Kreis Neuwied – „Das Problem der Entsorgung von HBCD-Styropor ist noch nicht gelöst“, macht der 1.Kreisbeigeordnete und Abfallwirtschaftsdezernent Achim Hallerbach aufmerksam. Zwar sei nach teils chaotischen Verhältnissen bei der Entsorgung von Dämmschaum mit dem Flammschutzmittel HBCD derzeit scheinbar Ruhe eingekehrt. "Doch diese Ruhe trügt“, warnt Hallerbach, denn das Moratorium, das die derzeit wieder unproblematische Entsorgung ermöglicht, läuft schon zum Ende dieses Jahres wieder aus. Bis dahin müssen neue Regeln erarbeitet und umgesetzt werden, die nicht nur den Umweltaspekt berücksichtigen, sondern auch eine praxistaugliche Anwendung erlauben.

Hintergrund der Entsorgungsprobleme war eine neue Verordnung des Landes vom 1. Oktober 2016, nach der HBCD-haltige Abfälle als „gefährliche Abfälle" eingestuft werden.
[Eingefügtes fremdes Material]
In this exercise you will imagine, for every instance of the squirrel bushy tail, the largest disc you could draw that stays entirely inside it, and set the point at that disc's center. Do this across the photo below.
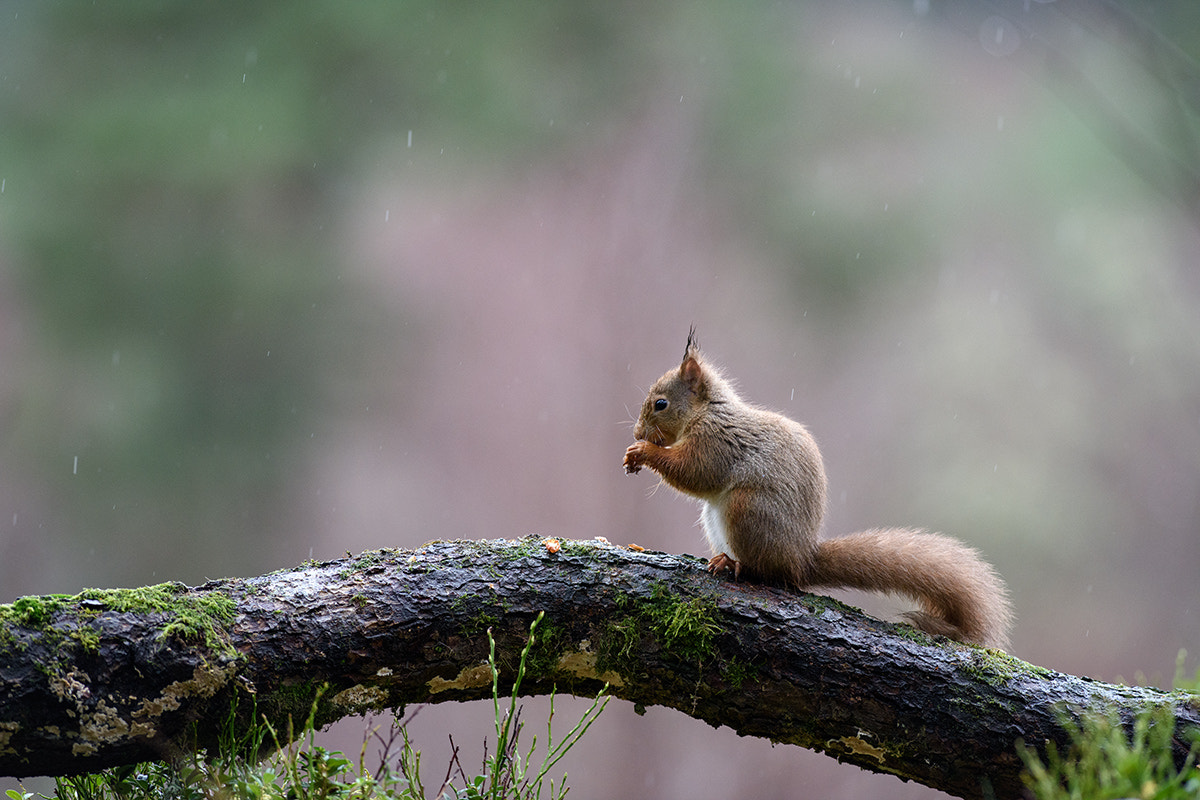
(959, 593)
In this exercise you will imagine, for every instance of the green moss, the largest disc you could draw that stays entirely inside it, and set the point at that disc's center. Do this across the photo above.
(736, 672)
(684, 627)
(996, 668)
(190, 617)
(546, 648)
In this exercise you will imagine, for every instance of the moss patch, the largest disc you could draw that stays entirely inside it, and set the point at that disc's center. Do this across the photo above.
(685, 627)
(191, 617)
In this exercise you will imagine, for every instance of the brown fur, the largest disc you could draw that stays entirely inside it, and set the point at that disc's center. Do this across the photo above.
(762, 482)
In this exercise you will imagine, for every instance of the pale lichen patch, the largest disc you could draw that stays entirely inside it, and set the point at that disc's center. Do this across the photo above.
(583, 663)
(70, 689)
(361, 698)
(102, 726)
(858, 746)
(469, 678)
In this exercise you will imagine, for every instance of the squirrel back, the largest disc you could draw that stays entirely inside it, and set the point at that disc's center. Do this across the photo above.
(761, 480)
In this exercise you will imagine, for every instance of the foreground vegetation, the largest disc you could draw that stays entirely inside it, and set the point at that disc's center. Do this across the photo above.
(303, 770)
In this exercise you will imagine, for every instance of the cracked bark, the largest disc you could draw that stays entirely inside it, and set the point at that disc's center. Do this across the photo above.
(90, 686)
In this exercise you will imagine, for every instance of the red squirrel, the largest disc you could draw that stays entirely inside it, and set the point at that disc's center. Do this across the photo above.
(762, 486)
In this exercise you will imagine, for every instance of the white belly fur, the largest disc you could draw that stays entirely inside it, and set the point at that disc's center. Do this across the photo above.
(714, 530)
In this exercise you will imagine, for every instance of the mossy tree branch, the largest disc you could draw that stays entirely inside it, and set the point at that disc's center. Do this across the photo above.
(118, 677)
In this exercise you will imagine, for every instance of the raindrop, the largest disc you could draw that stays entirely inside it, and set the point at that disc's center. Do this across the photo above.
(999, 36)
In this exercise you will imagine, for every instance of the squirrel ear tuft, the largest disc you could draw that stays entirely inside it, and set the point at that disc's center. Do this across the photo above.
(693, 348)
(691, 371)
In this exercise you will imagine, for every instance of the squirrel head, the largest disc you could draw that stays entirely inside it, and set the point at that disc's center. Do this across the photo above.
(677, 398)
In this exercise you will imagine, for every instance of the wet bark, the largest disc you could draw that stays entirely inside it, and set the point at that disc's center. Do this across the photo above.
(106, 678)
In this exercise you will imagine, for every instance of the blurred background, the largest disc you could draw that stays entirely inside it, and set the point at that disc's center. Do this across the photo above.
(286, 281)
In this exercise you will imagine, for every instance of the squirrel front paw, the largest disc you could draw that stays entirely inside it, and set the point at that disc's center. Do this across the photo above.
(635, 456)
(723, 561)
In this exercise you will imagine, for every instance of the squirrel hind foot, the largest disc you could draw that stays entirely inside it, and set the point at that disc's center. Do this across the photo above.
(723, 561)
(937, 626)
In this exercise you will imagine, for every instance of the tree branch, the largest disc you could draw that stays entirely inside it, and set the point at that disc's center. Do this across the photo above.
(118, 677)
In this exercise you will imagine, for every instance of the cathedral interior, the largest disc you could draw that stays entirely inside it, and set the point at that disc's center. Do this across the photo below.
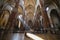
(29, 19)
In der Konsequenz wurden Dämmstoffabfälle nach diesem Stichtag generell nicht mehr von Müllverbrennungsanlagen angenommen. Auch im Landkreis Neuwied waren die drastischen Engpässe und hohen Kosten bei der Entsorgung von Dämmstoffabfällen zu spüren, die gerade Handwerksbetriebe vor große Probleme stellten und zu einem ernsten Sanierungsstau bei Gebäuden führten.